Over the years the curve has become a true test of quality horses and Al Halawani confirmed work to make it safer for riding is ongoing. “It’s quite a challenge to have the outer fringes of the bend raised as it has to smoothen out in time to join the straight which is used for sprints, but we’ll get it done during the summer because Sheikh Ahmed will spare no effort in making this one of the best venues for racing,” he said.

“The first of the major renovations to the track were carried out during 2020 despite the Covid-19 pandemic with Emirates Racing Authority officials. It shows the dedication of the staff and the management of the racecourse and everyone involved in UAE racing.

“Expert advice from around the world was sought to improve the racing surface and make it safe for everyone involved. Development is a continuous process and does not stop. You cannot sit back and watch, you have to keep going and over time we can take pride looking back at what has been achieved here at Jebel Ali Racecourse.”

Responding to a question about night racing at the track, Al Halawani said the track could be prepared and equipped to host evening races, but said Sheikh Ahmed has always wanted to make racing at Jebel Ali a family affair and ensure the safety of racegoers.

Finally, Al Halawani saluted the colleagues who have worked on the racecourse project from its very early days. “Ziad Galadari, Ali Khamis Beljafla, Khalifa bin Dasmal, Colonel Muhammad Jamieh, the late Raafat Shehata were the first generation of partners associated with establishing racing here.
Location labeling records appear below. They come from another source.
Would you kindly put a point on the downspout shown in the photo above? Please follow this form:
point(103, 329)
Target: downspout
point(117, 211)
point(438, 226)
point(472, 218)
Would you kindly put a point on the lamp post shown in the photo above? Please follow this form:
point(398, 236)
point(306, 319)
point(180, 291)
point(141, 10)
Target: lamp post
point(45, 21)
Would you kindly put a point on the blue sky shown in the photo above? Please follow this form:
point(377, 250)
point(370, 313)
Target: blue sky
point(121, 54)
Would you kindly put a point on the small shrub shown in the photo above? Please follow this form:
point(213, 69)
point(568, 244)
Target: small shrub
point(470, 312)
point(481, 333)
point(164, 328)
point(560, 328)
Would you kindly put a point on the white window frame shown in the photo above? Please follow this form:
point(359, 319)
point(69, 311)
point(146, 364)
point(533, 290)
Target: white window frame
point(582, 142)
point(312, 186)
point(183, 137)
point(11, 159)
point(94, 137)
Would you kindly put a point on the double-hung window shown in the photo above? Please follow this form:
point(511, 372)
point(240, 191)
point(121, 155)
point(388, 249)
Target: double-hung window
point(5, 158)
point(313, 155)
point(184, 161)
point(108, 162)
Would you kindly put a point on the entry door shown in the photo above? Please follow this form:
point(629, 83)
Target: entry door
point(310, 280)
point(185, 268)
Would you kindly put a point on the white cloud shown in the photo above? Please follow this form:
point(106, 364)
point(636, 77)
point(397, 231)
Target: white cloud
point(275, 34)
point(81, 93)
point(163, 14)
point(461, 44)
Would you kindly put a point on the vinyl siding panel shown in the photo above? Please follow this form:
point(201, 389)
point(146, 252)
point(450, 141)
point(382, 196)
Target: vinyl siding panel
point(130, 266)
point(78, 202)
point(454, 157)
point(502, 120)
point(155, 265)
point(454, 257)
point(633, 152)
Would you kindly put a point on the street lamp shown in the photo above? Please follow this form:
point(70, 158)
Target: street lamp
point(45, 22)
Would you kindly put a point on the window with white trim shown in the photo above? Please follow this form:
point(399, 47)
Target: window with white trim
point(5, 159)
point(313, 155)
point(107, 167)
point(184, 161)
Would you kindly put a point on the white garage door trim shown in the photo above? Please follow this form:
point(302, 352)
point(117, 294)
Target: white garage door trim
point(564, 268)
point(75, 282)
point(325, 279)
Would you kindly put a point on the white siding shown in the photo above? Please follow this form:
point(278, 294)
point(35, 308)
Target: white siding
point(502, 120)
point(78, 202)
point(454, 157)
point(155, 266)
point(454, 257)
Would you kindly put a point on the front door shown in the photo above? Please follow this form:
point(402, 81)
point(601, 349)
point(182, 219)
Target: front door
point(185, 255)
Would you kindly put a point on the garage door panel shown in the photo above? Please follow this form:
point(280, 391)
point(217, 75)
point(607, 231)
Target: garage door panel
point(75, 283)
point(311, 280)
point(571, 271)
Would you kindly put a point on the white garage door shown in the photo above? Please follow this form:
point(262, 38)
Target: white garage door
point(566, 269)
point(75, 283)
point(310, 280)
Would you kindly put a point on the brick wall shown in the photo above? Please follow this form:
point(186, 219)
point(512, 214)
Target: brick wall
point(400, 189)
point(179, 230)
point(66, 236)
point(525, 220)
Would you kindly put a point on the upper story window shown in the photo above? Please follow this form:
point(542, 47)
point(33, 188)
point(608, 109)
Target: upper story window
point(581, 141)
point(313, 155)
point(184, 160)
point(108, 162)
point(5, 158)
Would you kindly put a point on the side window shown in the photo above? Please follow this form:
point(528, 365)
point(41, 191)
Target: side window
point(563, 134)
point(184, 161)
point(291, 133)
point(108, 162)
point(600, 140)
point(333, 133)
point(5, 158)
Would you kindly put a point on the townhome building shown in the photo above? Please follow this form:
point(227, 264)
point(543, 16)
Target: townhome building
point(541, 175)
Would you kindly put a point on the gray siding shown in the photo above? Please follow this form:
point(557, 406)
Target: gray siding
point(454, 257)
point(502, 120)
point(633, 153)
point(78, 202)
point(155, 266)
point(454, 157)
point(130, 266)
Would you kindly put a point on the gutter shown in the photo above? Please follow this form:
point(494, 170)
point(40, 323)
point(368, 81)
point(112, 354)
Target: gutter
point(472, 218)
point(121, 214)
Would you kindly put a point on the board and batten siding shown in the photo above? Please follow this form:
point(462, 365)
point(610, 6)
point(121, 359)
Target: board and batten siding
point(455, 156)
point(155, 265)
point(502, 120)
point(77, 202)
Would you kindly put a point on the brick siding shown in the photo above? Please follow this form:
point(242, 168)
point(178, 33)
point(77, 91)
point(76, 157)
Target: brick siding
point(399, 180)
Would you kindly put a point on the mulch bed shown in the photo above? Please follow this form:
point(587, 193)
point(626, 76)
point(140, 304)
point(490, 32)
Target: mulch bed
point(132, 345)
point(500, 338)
These men had the wisdom to help translate the founder’s vision into reality,” he said. “The late editor of Al Adiyat Mohammad Taha played a pivotal role in getting media support for the track in the UAE and abroad. Yasir Mabrouk helped coordinate the regulations for races, Abdel Fattah Ismail worked to enhance the artistic direction of the early racebooks, while Lara Sawaya helped bring in the early sponsorship.

“The media has played a huge role in enhancing the position of the racecourse and Dubai Horse Racing Information Centre, Al Adiyat magazine, Dubai TV and local press have done a fine job over the years. “But the crowd that came here over the years has played one of the most important roles. They have helped make the atmosphere at Jebel Ali the best in the country.”